Pour être concret, je te donne un exemple. Prenons un morceau nommé "deuil" je l'ai appelé "célébration". Je ne veux plus vivre dans le deuil plus longtemps, j'ai assez mariné dedans depuis ma plus tendre enfance. Je décide donc à la place de célébrer: célébrer la vie, être reconnaissante, célébrer chacune de mes victoires et celle de ceux qui m'entourent.
Figure-toi que j'ai pu par la suite très largement vivre cette célébration: moi qui était en fauteuil roulant électrique et déambulateur, j'ai célébré: célébré mon périmètre de marche qui s'agrandissait, célébré d'abandonner le fauteuil roulant, célébré mes sorties en canne et plus en déambulateur, célébré mes premières sorties sans canne, célébré mes premières marches en montagne, si chères à mon cœur, célébré ma descente en rappel, et les célébrations continuent.
Lignes de failles, lignes de force
Pendant longtemps j'ai tenté de donner une bonne image de moi, forte, "parfaite", sage fille, trop sage, bien sous tous rapports alors qu'intérieurement j'étais brisée. Je ne voulais surtout pas montrer mes faiblesses, craignant les critiques et d'alors me sentir encore plus brisée. La maladie par la forces des choses m'a appris à accepter mes faiblesses, physiques déjà premièrement. A demander de l'aide, à renoncer à paraître forte -même si je ne vous le cache pas, je suis très têtue et cette tendance veut parfois reprendre le dessus...
J'ai dû apprendre à dire: j'ai mal, je suis en colère, je suis brisée, je souffre, j'ai des défauts. Les exposer d'une part a permis d'enclencher un processus de restauration et de guérison, de connexion à mon moi profond, et au final à être authentique. Et ce qui était au départ mes lignes de failles, sont devenues mes lignes de force.
Depuis, dans mes tableaux faits au pastel, j'aime à intégrer des lignes faites à la feuille d'argent ou d'or en symbole de ces lignes de faille et de force.

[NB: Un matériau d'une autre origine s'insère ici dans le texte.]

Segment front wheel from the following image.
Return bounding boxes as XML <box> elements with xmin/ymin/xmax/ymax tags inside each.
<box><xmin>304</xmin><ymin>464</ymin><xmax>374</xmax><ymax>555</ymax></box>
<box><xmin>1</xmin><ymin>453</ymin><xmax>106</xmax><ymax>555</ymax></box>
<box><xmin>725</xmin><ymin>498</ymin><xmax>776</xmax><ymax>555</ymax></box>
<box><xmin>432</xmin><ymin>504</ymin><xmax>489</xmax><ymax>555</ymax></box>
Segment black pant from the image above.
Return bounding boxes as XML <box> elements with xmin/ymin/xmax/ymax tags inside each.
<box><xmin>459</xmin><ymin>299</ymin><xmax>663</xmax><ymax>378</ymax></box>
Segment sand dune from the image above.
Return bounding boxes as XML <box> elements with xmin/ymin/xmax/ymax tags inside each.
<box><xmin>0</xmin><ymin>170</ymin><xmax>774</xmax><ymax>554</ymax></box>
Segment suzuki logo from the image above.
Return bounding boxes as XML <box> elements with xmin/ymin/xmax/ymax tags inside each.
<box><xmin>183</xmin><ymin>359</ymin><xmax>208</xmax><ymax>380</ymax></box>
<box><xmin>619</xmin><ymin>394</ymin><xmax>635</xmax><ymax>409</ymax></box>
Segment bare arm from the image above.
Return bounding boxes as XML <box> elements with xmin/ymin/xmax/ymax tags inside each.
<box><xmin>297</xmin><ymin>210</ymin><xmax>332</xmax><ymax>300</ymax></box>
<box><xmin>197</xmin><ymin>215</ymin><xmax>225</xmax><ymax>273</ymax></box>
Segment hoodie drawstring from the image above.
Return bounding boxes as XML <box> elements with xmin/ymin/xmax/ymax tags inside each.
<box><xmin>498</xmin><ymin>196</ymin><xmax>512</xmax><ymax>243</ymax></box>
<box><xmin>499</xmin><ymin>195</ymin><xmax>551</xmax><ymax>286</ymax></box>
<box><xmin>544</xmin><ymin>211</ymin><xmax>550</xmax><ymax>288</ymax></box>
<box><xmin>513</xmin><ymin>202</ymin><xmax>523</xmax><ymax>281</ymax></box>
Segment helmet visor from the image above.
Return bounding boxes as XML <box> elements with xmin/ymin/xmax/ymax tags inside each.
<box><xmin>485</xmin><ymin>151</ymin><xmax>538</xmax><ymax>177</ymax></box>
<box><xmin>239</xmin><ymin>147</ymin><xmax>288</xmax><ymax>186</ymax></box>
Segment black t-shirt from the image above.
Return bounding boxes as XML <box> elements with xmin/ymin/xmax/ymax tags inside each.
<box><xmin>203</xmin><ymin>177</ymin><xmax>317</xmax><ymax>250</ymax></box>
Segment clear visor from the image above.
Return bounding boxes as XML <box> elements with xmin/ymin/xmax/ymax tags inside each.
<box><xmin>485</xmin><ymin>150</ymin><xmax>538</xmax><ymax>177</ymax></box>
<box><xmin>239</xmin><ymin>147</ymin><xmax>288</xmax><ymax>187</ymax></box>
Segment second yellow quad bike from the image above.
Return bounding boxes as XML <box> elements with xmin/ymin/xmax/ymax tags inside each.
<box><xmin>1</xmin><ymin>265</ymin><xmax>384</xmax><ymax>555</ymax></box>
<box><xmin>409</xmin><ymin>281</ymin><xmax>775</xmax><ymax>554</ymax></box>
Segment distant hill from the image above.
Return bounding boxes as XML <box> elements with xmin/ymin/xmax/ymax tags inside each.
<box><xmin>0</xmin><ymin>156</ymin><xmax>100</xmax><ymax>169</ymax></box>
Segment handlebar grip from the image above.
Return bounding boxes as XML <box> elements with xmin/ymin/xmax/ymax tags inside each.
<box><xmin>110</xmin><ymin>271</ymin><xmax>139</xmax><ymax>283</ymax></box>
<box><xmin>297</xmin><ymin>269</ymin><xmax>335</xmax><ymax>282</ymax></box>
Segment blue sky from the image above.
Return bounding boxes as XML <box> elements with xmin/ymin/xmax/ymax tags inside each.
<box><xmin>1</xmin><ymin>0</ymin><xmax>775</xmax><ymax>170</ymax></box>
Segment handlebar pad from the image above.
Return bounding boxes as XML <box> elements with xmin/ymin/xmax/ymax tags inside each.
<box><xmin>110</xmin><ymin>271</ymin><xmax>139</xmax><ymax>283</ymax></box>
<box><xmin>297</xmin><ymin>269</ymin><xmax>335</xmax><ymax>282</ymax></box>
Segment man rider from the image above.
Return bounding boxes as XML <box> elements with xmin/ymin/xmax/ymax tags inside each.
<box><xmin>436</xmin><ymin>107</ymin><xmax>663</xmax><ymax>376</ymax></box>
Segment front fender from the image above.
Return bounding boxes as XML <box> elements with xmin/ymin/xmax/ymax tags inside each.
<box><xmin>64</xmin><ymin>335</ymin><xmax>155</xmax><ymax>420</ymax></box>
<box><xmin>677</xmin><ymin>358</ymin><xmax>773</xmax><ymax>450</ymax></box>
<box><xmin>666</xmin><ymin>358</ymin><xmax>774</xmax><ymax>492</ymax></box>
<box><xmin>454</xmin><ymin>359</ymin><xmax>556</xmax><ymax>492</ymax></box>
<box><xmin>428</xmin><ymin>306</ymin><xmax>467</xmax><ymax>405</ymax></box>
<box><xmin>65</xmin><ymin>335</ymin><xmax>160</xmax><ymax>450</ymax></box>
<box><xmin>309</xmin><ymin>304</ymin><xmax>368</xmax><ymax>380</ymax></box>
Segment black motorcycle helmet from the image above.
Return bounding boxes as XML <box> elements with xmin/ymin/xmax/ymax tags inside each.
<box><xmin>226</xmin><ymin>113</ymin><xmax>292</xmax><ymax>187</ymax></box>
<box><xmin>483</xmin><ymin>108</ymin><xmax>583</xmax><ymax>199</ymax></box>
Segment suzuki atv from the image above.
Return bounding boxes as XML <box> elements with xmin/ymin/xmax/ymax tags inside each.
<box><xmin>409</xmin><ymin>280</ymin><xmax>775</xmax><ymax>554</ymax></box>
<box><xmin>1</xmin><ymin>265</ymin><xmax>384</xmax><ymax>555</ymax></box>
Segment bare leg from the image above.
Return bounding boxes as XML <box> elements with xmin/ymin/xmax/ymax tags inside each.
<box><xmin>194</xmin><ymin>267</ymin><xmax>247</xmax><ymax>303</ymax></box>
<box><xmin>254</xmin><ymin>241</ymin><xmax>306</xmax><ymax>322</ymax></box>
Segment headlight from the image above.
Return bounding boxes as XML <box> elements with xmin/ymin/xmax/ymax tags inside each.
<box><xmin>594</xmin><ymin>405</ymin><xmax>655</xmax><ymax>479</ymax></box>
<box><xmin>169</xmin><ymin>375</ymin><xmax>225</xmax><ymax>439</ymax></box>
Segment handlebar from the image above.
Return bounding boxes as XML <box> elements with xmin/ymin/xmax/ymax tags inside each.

Ces lignes qui brisent le côté lisse du tableau au pastel donnent au final du relief et une touche unique.
Ces cicatrices de ma vie deviennent ma force et le témoignage de tout le chemin parcouru. Un chemin de guérison, de restauration, de résurrection.
Le tableau présenté ci-dessus en illustration est fait au pastel, j'y ai représenté mon vase Kintsugi, celui-là même que j'ai brisé et restauré.